Luisah Teish, she a New Orleans woman and writer, spoke to a group of us one day in Santa Fe. She told us about feeling -tipsy- in that mysterious city of New Orleans, two-headed, that the spirits of the city and land and water made anyone sensitive able to tune into other worlds, other ways.
When I saw Dr. John it was at an outdoor concert in Oregon. On his piano was a beautiful vodoun veve, a tapestry. Got his autograph afterwards, he drew me a crescent moon.
A man named Sagada up in Seattle taught me some about using candles and oils, he a longshoreman from New Orleans, in Seattle now doing tarot readings and candles for people. He told me that I reminded him of civil rights workers he met long ago, what a compliment eh?
My friend, Anila, returned to the NW from time spent in New Orleans during Mardi Gras. She'd done bad drugs and bad men and had seen too much of the painful streets during the frenzied celebration. She saw the naked insane ones, the beyond drunk and unsafe ones, she saw the police. Yet, she also told me about how wonderful it was to see the gracious orderly clean up afterwards, that is was near a spiritual experience, watching all the chaos be cleansed.

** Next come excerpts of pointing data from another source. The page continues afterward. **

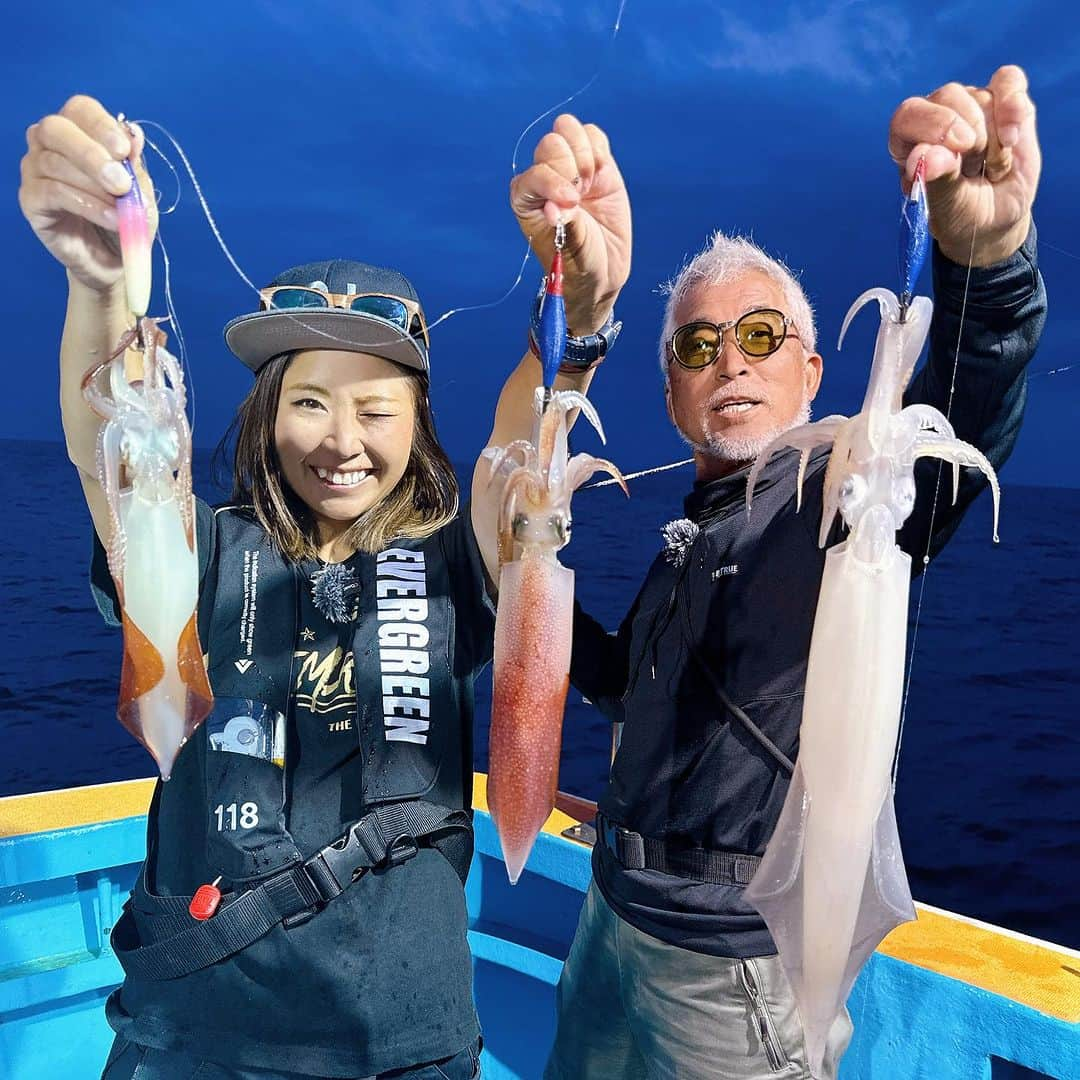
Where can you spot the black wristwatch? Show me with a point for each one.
(581, 353)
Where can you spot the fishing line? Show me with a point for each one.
(933, 509)
(446, 314)
(644, 472)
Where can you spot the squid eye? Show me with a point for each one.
(903, 493)
(852, 490)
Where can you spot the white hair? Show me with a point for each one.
(725, 259)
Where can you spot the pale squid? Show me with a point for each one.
(534, 621)
(144, 460)
(832, 882)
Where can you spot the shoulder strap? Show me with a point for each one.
(386, 836)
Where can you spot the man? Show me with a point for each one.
(672, 972)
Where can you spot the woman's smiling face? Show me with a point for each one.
(343, 433)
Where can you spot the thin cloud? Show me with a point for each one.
(847, 42)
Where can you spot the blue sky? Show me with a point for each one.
(385, 132)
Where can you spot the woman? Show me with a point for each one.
(345, 611)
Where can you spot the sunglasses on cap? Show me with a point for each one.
(401, 312)
(757, 334)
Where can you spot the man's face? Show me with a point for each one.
(730, 410)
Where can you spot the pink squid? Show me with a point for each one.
(534, 622)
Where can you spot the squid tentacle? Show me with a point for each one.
(958, 453)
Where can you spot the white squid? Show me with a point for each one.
(832, 881)
(144, 460)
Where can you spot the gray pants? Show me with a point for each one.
(634, 1008)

I never had beignets and hot coffee with a whisper of chicory at the Cafe du Monde. I never poked around to see if I could find an authentic rootworker or two. Never checked out the Catholic cathedral and all the syncretic mix of Catholicism and Afro-diasporic faiths. Never lit a candle in a cemetery.
Yet, it is clear, the City has touched me. I'm tipsy for Her, two-headed, from the muck and floods perhaps Her Phoenix shall rise. Surely playing a trumpet for all to hear.